When identity pros get together and let their hair down, they like to swap stories about all the dumb and/or ill-advised things people do with their passwords. BBC famously sent a camera team out to interview folks on the streets on London, asking them to reveal their user names and passwords and offering them a ham sandwich in return. More than half complied. Which calls to mind George Bernard Shaw’s famous question “What’s better: eternal salvation or a ham sandwich. Well, nothing’s better than eternal salvation, but a ham sandwich is better than nothing…”
In fact, most of the stuff you hear about the risks of identity theft and sloppy password management are anecdotal. Which is why I really enjoyed listening to Lora Deeds of Quest Software, who used the RSA Conference in San Francisco as the venue to introduce a survey her company did with Harris Interactive on the use of policies and technologies to manage and protect users’ electronic identities, including provisioning and especially deprovisioning of those IDs.
What they did was ask some 1,500 white collar workers and an additional 500 IT decision makers to tell them the truth about some dirty little secrets surrounding identity and security.

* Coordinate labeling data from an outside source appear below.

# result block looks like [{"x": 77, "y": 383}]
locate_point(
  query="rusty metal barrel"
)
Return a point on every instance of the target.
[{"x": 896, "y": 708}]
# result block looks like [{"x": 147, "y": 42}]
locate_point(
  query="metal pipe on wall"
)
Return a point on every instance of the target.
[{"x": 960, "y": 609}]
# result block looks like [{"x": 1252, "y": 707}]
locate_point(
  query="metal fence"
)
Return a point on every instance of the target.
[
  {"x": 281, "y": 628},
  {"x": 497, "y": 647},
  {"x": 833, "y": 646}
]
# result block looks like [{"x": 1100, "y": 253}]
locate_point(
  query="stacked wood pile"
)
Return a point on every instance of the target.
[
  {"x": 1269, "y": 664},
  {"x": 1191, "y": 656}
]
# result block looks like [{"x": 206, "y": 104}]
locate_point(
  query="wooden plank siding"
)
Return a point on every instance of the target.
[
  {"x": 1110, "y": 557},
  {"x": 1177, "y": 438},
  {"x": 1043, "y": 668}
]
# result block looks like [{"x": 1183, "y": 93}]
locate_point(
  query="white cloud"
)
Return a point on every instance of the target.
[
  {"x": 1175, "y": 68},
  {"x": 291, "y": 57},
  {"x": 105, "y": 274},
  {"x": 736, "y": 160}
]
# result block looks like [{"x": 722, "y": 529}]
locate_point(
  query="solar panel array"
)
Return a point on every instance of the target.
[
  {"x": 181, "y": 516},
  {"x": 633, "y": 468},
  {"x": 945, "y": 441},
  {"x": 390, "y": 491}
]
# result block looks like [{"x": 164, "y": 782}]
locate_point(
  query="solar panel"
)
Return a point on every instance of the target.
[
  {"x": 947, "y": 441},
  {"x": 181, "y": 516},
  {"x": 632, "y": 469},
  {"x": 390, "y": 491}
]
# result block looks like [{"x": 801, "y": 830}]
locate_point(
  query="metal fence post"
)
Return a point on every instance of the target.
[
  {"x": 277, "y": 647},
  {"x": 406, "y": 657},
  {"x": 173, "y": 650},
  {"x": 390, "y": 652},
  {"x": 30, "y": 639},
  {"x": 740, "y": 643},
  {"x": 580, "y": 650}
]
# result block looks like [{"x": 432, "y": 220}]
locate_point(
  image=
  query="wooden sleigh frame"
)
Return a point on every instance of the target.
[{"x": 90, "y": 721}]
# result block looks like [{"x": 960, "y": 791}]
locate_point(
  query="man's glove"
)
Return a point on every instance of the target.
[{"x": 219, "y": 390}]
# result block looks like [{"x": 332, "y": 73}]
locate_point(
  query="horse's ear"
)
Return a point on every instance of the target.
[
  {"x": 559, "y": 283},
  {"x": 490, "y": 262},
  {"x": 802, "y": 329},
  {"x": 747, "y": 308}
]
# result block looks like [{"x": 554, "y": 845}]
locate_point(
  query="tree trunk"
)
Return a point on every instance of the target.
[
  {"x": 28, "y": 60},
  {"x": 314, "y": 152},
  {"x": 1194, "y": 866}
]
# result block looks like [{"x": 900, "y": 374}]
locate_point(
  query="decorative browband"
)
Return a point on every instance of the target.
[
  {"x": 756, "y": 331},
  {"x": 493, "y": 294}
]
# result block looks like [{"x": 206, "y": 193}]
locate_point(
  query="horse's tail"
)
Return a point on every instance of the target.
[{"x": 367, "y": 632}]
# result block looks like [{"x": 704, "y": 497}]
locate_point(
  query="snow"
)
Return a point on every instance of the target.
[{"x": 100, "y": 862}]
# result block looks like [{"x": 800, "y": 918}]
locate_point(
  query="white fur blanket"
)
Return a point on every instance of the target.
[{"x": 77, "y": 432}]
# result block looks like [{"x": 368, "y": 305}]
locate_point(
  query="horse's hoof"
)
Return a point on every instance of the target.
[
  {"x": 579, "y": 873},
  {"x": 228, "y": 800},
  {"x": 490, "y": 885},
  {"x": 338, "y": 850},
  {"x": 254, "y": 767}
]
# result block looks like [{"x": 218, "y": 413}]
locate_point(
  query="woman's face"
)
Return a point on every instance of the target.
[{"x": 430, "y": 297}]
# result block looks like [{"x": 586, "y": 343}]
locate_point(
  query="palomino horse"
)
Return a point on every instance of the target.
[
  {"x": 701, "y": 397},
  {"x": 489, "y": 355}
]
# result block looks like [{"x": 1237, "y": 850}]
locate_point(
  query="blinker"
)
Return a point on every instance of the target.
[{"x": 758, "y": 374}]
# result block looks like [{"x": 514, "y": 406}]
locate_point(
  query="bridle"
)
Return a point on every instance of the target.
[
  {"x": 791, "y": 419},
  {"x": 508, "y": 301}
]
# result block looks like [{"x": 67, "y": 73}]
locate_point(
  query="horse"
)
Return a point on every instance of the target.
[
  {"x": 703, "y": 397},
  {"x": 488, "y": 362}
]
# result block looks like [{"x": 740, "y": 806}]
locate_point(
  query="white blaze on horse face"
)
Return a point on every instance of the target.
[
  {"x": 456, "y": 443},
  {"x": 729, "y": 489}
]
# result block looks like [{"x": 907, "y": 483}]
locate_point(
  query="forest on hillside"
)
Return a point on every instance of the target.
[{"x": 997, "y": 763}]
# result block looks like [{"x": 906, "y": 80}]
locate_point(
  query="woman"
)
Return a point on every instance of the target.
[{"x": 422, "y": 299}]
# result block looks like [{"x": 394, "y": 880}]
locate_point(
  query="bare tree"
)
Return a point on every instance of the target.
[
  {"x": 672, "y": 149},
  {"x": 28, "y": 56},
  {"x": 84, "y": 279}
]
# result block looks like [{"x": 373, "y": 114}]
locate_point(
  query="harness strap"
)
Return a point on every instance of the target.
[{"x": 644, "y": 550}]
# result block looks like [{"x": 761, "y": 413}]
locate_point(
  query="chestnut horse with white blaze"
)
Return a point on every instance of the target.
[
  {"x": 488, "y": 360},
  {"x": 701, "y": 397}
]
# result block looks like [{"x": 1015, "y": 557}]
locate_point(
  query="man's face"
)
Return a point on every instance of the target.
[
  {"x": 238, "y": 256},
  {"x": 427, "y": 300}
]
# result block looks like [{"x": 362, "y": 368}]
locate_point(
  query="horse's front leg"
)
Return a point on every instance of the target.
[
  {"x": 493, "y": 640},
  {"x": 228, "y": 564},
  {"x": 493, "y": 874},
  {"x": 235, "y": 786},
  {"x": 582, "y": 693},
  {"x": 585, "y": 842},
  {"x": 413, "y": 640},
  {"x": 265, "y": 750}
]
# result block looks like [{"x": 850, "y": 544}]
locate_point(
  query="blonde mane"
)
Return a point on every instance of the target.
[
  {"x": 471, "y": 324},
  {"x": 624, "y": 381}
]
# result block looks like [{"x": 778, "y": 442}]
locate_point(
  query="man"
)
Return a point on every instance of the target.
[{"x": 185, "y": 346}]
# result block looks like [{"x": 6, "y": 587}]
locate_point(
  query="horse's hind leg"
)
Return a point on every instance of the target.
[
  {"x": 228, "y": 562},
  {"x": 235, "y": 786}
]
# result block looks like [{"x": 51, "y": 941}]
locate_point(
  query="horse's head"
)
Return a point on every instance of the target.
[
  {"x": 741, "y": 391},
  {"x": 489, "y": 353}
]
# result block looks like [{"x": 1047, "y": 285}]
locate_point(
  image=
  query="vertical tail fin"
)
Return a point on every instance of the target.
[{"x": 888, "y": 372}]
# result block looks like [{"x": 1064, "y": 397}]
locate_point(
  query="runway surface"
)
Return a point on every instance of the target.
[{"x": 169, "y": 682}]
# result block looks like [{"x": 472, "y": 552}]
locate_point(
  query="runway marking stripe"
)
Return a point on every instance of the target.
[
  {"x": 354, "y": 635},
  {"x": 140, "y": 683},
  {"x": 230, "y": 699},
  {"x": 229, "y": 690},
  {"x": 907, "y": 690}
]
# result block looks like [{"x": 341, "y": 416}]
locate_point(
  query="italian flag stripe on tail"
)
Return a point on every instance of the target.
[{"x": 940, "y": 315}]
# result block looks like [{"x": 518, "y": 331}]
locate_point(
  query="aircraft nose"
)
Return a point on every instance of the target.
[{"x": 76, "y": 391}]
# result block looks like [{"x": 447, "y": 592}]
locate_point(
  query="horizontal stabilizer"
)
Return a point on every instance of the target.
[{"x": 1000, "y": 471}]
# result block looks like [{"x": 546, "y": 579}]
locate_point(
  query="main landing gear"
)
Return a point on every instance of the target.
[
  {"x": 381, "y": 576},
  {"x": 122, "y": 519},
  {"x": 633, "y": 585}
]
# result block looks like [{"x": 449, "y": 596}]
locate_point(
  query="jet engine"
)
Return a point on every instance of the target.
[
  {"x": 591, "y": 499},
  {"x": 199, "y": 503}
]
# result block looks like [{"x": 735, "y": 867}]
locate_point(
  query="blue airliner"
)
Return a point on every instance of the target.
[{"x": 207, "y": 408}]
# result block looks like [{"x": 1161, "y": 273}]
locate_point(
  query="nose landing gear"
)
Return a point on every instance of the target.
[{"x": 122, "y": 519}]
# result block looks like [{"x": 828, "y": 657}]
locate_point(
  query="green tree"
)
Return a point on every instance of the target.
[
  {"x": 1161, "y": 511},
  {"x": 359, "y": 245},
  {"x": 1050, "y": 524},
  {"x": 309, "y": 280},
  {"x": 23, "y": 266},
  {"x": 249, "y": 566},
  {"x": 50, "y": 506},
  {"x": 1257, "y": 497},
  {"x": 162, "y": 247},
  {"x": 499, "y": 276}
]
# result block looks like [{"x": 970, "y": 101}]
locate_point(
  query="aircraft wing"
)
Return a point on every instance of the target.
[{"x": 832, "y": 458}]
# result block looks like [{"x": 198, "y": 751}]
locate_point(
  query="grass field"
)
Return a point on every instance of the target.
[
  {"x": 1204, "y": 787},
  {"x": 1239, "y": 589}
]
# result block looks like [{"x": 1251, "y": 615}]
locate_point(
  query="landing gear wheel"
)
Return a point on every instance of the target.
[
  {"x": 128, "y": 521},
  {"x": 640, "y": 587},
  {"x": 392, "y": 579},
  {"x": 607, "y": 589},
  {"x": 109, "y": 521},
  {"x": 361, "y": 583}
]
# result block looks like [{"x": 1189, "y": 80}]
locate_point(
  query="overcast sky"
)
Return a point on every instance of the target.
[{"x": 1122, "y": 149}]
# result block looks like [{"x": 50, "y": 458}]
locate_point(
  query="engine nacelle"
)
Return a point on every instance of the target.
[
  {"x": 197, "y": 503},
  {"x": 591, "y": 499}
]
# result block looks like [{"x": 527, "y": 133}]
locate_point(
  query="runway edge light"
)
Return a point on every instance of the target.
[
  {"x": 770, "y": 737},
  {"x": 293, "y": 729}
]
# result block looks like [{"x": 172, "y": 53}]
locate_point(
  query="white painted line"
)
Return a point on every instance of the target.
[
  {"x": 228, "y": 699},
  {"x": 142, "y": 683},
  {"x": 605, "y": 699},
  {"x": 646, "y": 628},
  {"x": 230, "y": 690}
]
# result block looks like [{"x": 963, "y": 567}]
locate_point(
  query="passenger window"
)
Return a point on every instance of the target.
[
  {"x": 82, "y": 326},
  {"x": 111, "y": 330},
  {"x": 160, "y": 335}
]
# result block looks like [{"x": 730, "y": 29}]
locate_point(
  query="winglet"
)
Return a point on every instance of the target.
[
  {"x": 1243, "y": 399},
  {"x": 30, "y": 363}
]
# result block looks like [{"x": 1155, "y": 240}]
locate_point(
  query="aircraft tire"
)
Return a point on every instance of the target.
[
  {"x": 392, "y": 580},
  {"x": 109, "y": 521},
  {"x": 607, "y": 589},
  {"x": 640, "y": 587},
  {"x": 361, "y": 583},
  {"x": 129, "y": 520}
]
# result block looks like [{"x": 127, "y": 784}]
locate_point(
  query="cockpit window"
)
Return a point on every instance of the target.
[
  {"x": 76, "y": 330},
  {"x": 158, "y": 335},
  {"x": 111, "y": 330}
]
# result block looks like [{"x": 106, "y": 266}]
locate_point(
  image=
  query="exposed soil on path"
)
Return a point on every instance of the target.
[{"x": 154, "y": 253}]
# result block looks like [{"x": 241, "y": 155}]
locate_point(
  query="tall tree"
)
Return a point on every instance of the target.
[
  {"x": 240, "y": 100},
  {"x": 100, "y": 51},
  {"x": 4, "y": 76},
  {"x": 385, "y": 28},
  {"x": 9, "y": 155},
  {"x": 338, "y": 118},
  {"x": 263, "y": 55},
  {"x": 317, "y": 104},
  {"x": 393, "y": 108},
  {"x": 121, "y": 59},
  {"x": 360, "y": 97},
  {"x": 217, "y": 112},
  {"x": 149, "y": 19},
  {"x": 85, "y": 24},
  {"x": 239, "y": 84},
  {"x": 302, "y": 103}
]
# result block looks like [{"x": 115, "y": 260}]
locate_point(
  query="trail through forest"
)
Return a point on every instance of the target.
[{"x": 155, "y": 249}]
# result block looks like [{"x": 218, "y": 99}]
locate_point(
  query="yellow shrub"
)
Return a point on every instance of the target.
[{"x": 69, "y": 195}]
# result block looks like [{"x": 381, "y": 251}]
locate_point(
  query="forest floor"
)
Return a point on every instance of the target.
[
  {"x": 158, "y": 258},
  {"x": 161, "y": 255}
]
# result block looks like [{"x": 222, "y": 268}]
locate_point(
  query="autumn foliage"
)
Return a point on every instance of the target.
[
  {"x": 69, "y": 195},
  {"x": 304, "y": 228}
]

They didn’t really find out anything new, but they did provide much-needed proof for some of the things we ID Pros have been assuming for years, namely that people and companies are extremely negligent in their everyday care and feeding of digital identities.
For instance, 52 percent of employees admit that they’ve shared their work log-ins and passwords with other co-workers, and vice versa. . This is not including admins, who may actually be forced to share accounts with their peers because many corporate systems still lack modern PUM (Privilieged User Management) capabilities. Quest didn’t actually ask if people write their passwords on post-it notes and stick them one their computer screens, but anybody who has ever walked through a large office has seen these “stickies of shame”. People just don’t like to talk about it.
In many companies, identity and access management is perceived as a sort of subset of IT security and treated as such. In fact, we here at KuppingerCole have been preaching for years that IAM can and should be a major enabler for increased productivity and new business processes. I myself have used the phrase “management by identity” for many years now, up to now with mixed results.
The Quest study bears us out, at least where productivity gains are concerned. One in five IT professionals admit that they spend more than 30 minutes each day logging onto applications, databases and other system components. That’s two and a half hours every week, ten hours a month, 120 hours a year. Most CxOs could care less or are unaware of the problem. How much is that costing them? Do the math!
Stories abound about what happens when people leave a company and take their digital assets with them. So the Quest study simply confirms what we’ve known all along, but it at least gives us some numbers. Ten percent of all IT pros questioned admit that they still have access to accounts from their previous jobs. Presumably, many other preferred to remain silent. One gentleman who shall remain nameless so that he can continue to receive discounts from Marriott and AT&T based on the fact that he used to work for Microsoft years ago told me: "My wife had to call the Marriott people about one of my bills. I told her: 'Just don't say I'm no longer with the company!'"
Finally, 34 percent of IT decision makers complain that their employers do not take IAM as seriously as they should. Actually, the question was: “Do they realize the value of IAM as an integral part if their security tools?”, but it comes to the same thing. This is good news and bad news, at least for us at KuppingerCole. On the one hand, we apparently need to do a better job convincing people. But on the other hand, it means that there are still lots and lots of potential customers out there we haven’t been able to reach out to yet.
Thanks to Quest, we now have yet another argument to present, and one that is all the more persuading because it is based on real numbers versus the gut feelings of people who have been in the identity business for many years. And now: Why don’t we all go get a ham sandwich?